Cientistas podem estar próximos de detectar a matéria escura, dizem pesquisadores
Resultado preliminar gera esperança na busca pelo componente misterioso do universo
Um experimento realizado nos Estados Unidos apontou sinais que podem indicar a primeira evidência direta da matéria escura, embora o achado ainda não seja confirmado pela comunidade científica.
Cientistas podem estar mais perto do que nunca de detectar a matéria escura, uma substância que, segundo estimativas, compõe cerca de 85% da matéria do universo. A descoberta foi apresentada na última semana durante a conferência TeV Particle Astrophysics, realizada no Japão, e traz uma esperança renovada na compreensão dos componentes invisíveis do cosmos.
A equipe responsável pelo experimento LUX-ZEPLIN, que é considerado um dos mais sensíveis já construídos para buscar sinais dessa substância misteriosa, analisou dados coletados ao longo de dois anos, envolvendo aproximadamente 250 pesquisadores de 39 instituições distribuídas por seis países. Segundo o relatório ainda não revisado oficialmente, foi identificada uma interação de partículas que não parece explicar-se por processos conhecidos da matéria convencional, indicando a possibilidade de detectar uma partícula candidata à matéria escura, conhecida como WIMP (partícula massiva de interação fraca).
A hipótese apresentada pelos autores é que essa interação poderia ter sido causada por uma WIMP, uma das principais candidatas a representar a matéria escura.

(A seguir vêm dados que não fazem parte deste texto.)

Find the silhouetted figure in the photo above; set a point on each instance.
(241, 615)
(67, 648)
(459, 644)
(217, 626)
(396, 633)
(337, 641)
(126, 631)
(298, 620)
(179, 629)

Ainda assim, eles ressaltam que o resultado, embora promissor, apresenta um nível de significância estatística de 2,6 sigma. Para considerar uma descoberta definitiva na física de partículas, o padrão geralmente aceito é de 5 sigma, o que significa que os resultados precisam ser reforçados com novas análises e dados adicionais.
Segundo um dos pesquisadores do projeto, a equipe não está afirmando ter visto a matéria escura em si, mas sim um sinal interessante que merecia ser compartilhado com a comunidade científica. O estudo, que ainda está na fase de análise preliminar, será disponibilizado na plataforma arXiv e submetido para publicação na revista Physical Review Letters. O detector utilizado fica na Instalação de Pesquisa Subterrânea de Sanford, na Dakota do Sul, localizado a quase 1,5 quilômetro abaixo da superfície, em um ambiente que reduz interferências externas, como partículas e radiações presentes na superfície terrestre.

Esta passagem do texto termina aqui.